At Design Miami, opening in December, New York’s Twenty First Gallery will show four new Rusak pieces, all inspired by the work of the Austrian architect and designer Josef Frank. The gallery’s owner, Renaud Vuaillat, who says Rusak has “a kind of rock ’n’ roll quality,” thinks the most striking piece is a cabinet covered in bronze metalized leaves, crafted using a process in which Rusak creates hand-welded, branchlike frameworks that are overlaid with damp leaves, typically African Thaumatococcus daniellii, chosen for their pliability and strength. Their texture and veining are preserved in the metalizing process, which begins with a thin, protective coat of resin, followed by successive layers of molten zinc and bronze or brass often applied by Rusak himself, who spends countless hours inside a ventilated chamber within his Warsaw studio, outfitted like an astronaut in protective gear, dispensing liquid metal from an industrial thermal spray gun that reaches 7,000 degrees Fahrenheit. The works reference Art Nouveau’s mimicry of foliate forms — only, in this case, they’re literally composed of leaves. And while the metalizing encases and, in one sense, preserves the organic matter by giving it durable form, it also transforms it.

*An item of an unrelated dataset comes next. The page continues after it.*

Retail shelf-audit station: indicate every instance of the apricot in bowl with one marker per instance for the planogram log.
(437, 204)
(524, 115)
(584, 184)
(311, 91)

Such duality is at the heart of Rusak’s practice, particularly with what he calls his Perishable vessels, formed using a mixture of tree resin, shellac, beeswax, plants, flowers and cooking flour that is heated and pressed into molds. With their archaic, almost haunting beauty, these unique objects are meant to degrade, sag and collapse over time. “These works expose the fragility of nature,” says Brent Dzekciorius, the founder of the London-based design company Dzek and a mentor of Rusak’s, who owns a vase from the collection. “It still smells … and I like that it’s aging in parallel with me.”

Rusak has been scaling up this degradable concept, starting with an outdoor sculpture commissioned to accompany an exhibition of modern Polish art and design at the William Morris Gallery in London. On view through early next year, the seven-foot-tall treelike form will be covered with a shellac mixture that will slowly erode, eventually revealing a metalized core with flower patterns inspired partly by Morris’s own Arts and Crafts designs. At the same time, Rusak continues to pursue his interests in botanical engineering and genetics, working with scientists who are studying the potential for storing data in plant DNA. He recently acquired an 18th-century neo-Classical villa outside Warsaw that he intends to transform into a design research lab and cultural center, with spaces for exhibitions, artist residencies and educational programs.

It’s this mix — of science and beauty, poetry and personal history — that defines Rusak’s work and lends it depth. In the 17th century, Dutch flower paintings not only demonstrated an artist’s virtuosic skill but reminded viewers of their own mortality. Today, Rusak’s flower furnishings impart similar lessons. “What I love about this work is that it’s never the same, and it doesn’t have a limit,” he says. “It’s an endless pool for discovery.”